Tuesday, March 25, 2014

Forgiving Japan, Forging Alliances with China and Korea

This coming week, President Park of South Korea and President Abe of Japan will meet for the first time since both took office over a year ago.

At this point, Asian nations need to forgive Japan just a little. The world no longer punishes Germany for the crimes against humanity committed by Nazi’s. The current generation living and working in Germany, governing Germany, were not even born during the Nazi regime. They had no influence; they cannot be held responsible.

This is also the case with modern Japanese citizens. South Korea and China can no longer call out Japan as a nation, demanding to hold it responsible for the despicable actions committed by a generation that has largely passed away. An apology was provided decades ago. Modern Japan looks nothing like it did ninety years ago. Contemporary citizens should not be held responsible for the crimes of their forebearers, and they need to be able to move on.

So Korea has to be able to forgive. And on the flip side, Japan has to accept its history. But goading from Korea only encourages greater Japanese nationalism.

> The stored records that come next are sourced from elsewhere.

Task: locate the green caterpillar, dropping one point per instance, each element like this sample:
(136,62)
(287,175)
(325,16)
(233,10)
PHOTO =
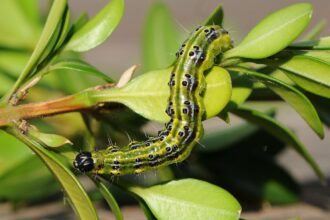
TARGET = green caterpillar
(185,107)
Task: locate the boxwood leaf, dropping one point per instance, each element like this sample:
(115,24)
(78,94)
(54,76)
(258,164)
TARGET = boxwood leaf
(292,96)
(216,17)
(107,195)
(177,198)
(36,177)
(79,66)
(98,28)
(77,196)
(310,73)
(274,32)
(148,94)
(320,44)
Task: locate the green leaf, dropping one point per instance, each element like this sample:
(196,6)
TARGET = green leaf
(315,32)
(322,106)
(12,151)
(176,198)
(310,73)
(320,44)
(242,88)
(36,177)
(274,32)
(32,12)
(13,62)
(228,137)
(98,29)
(148,94)
(79,66)
(108,198)
(160,38)
(17,30)
(76,194)
(46,42)
(216,17)
(64,30)
(291,95)
(281,132)
(50,140)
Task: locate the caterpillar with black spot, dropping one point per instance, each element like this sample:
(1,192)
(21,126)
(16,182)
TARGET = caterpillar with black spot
(185,107)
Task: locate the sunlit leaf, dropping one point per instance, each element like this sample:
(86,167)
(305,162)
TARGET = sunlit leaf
(320,44)
(75,193)
(36,177)
(173,199)
(274,32)
(310,73)
(216,17)
(148,94)
(17,29)
(292,96)
(46,41)
(98,28)
(79,66)
(109,199)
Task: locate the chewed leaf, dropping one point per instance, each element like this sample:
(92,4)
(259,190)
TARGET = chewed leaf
(281,132)
(291,95)
(98,29)
(176,198)
(148,94)
(274,32)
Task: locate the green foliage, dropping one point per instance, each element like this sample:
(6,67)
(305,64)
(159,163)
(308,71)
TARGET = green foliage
(170,200)
(148,93)
(266,60)
(274,33)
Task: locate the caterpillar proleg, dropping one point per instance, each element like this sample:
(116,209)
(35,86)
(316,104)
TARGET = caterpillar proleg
(185,108)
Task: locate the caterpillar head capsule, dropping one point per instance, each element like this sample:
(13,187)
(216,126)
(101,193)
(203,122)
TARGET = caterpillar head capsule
(84,162)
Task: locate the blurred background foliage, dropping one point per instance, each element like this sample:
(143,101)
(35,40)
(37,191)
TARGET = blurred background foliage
(240,158)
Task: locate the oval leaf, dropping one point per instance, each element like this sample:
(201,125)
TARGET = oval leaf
(292,96)
(320,44)
(51,140)
(148,94)
(216,17)
(274,32)
(80,66)
(177,198)
(98,29)
(310,73)
(76,194)
(33,187)
(18,29)
(107,195)
(281,132)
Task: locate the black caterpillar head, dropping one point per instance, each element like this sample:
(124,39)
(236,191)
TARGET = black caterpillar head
(84,162)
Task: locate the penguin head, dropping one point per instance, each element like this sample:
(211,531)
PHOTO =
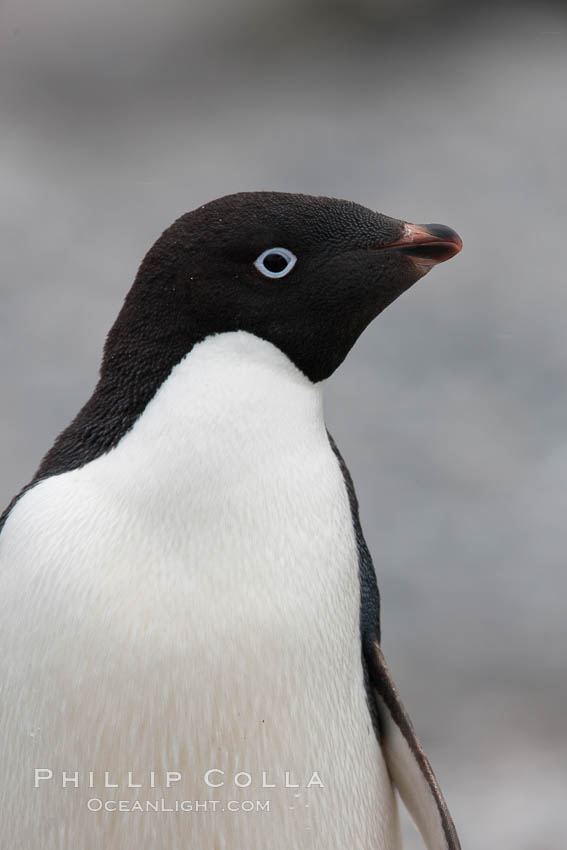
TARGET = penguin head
(307,274)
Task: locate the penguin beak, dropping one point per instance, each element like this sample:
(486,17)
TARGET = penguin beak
(426,244)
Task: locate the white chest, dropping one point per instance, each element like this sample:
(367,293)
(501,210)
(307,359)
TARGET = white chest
(190,602)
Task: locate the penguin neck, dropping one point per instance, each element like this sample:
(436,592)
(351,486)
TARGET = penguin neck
(234,407)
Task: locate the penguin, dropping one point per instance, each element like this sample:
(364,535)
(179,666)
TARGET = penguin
(190,615)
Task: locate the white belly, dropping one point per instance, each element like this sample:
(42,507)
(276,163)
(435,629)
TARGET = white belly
(187,603)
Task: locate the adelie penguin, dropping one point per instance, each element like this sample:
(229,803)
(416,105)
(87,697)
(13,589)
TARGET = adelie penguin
(185,589)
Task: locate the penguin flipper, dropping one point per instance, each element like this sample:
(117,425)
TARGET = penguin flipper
(407,764)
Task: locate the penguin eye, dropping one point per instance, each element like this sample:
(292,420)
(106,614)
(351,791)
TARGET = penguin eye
(275,262)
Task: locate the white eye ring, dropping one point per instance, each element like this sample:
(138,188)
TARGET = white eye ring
(290,259)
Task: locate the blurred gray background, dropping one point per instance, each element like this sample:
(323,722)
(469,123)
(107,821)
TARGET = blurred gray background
(451,411)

Japan, China, and Korea must begin trusting each other and relying on each other economically. Right now, all three countries turn to the West, but as some of the world’s largest economies, they must work out better economic and political relations with each other to maximize economic development. Particularly Japan.

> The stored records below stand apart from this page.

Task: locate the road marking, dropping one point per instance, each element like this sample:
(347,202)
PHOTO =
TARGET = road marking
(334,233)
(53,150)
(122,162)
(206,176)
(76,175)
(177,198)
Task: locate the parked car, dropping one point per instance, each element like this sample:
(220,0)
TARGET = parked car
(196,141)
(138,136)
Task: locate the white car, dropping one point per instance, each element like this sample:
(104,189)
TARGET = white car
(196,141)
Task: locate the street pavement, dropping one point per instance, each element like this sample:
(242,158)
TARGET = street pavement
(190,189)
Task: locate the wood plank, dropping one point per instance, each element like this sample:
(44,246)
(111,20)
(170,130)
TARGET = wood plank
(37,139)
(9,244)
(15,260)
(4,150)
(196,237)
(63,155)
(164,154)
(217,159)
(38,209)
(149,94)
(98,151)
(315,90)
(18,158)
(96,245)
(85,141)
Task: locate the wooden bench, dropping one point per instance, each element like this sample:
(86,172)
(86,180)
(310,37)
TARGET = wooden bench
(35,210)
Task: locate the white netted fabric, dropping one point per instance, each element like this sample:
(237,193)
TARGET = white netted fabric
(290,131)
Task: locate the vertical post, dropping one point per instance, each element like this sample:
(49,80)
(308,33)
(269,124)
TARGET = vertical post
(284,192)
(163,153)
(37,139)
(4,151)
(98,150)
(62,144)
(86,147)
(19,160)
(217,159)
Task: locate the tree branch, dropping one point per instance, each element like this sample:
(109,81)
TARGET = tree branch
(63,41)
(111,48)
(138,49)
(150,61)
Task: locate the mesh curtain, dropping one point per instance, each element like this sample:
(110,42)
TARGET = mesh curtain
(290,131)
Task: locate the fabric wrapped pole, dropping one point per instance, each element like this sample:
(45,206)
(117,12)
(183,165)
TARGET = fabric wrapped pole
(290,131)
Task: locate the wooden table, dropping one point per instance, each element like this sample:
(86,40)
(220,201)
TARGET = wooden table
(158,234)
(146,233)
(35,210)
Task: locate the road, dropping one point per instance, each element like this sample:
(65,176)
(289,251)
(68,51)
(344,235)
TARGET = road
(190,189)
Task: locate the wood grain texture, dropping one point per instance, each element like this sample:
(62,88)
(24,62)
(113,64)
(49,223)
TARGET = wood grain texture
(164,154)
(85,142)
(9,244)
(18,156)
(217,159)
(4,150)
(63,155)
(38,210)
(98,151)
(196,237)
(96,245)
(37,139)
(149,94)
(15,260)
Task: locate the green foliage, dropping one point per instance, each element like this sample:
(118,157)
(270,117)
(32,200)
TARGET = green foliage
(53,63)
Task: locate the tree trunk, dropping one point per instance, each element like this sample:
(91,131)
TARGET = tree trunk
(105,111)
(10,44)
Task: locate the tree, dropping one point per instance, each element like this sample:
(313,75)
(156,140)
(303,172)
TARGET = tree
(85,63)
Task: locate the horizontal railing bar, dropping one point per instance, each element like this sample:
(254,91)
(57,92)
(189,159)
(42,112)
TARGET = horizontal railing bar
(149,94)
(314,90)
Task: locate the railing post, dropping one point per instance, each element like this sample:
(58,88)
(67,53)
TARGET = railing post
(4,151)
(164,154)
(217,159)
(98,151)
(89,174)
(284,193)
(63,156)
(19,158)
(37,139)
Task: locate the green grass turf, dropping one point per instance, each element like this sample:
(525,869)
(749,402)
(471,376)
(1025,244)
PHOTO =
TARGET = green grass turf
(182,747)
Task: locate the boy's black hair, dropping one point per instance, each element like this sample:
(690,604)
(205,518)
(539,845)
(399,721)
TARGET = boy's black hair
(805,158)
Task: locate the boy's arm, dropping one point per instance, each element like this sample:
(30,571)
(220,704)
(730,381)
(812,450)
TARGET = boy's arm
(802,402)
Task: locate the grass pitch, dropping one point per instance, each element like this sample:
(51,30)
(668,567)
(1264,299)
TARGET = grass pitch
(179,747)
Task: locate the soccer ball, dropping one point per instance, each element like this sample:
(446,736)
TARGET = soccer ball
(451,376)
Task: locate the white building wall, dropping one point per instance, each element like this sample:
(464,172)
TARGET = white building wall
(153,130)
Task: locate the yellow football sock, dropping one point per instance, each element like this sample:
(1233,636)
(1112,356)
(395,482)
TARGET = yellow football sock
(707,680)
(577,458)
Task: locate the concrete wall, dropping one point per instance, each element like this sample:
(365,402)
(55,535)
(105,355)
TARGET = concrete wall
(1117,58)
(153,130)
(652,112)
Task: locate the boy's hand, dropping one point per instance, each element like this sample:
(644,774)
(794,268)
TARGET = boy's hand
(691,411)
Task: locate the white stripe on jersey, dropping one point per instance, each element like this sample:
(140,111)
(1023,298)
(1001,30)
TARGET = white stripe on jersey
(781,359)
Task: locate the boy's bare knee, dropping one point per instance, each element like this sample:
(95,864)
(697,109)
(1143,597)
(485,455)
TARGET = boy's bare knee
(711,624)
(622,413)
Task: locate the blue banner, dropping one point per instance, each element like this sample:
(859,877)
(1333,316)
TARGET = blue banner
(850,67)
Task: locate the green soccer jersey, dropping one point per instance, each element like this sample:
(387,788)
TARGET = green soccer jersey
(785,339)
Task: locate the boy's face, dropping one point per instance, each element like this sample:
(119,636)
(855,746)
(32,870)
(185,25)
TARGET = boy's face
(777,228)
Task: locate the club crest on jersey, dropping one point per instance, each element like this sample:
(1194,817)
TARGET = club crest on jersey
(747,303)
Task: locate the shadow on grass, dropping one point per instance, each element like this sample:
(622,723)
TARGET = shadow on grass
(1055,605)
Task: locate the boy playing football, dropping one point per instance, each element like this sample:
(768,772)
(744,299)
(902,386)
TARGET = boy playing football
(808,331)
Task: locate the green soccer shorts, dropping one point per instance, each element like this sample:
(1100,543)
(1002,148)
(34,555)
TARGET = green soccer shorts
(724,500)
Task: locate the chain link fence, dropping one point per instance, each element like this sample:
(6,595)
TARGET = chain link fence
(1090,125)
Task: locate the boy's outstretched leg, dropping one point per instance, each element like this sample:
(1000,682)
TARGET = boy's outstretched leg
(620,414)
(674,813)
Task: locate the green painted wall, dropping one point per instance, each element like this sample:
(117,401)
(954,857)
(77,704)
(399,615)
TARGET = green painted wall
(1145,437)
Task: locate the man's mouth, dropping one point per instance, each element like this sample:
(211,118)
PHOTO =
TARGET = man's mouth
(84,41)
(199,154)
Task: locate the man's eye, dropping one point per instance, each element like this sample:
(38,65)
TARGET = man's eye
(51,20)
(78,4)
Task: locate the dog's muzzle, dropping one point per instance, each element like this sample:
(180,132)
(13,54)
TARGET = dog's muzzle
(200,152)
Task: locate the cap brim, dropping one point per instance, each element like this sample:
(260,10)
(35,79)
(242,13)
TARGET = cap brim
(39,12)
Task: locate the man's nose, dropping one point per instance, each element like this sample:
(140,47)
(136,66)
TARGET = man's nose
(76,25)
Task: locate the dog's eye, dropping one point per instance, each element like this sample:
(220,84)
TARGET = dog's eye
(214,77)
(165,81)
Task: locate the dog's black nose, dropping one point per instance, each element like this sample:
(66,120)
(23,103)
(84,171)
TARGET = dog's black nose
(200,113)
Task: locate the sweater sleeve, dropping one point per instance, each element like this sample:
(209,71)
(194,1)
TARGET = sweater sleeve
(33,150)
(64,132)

Japan maintains a technological sophistication that unfortunately faces stiff competition in the West. China is swiftly becoming the world’s largest economy, has a large population with a growing disposable income, and a thumb on many of the world’s resources. Japan (and Korea) need to pair up with Chinese industry and work on opening the Chinese market to Japanese innovation. Forgiveness and respect: these East Asian countries should expect this from one another.
East Asian cooperation could produce a flourishing elsewhere in the world, as China and Japan work toward developing and creating lasting economic partnerships in Africa. Stronger political and economic alliances would create a less tense East Asian, and the United States could pivot its attention elsewhere, perhaps inward, and the U.S. economy would be forced to drastically change and adapt. Furthermore, East Asian economic integration and alliances could hasten the deterioration in the relationship between China and Russia and perhaps greatly alter the political situation in China itself as its becomes increasingly economically stable.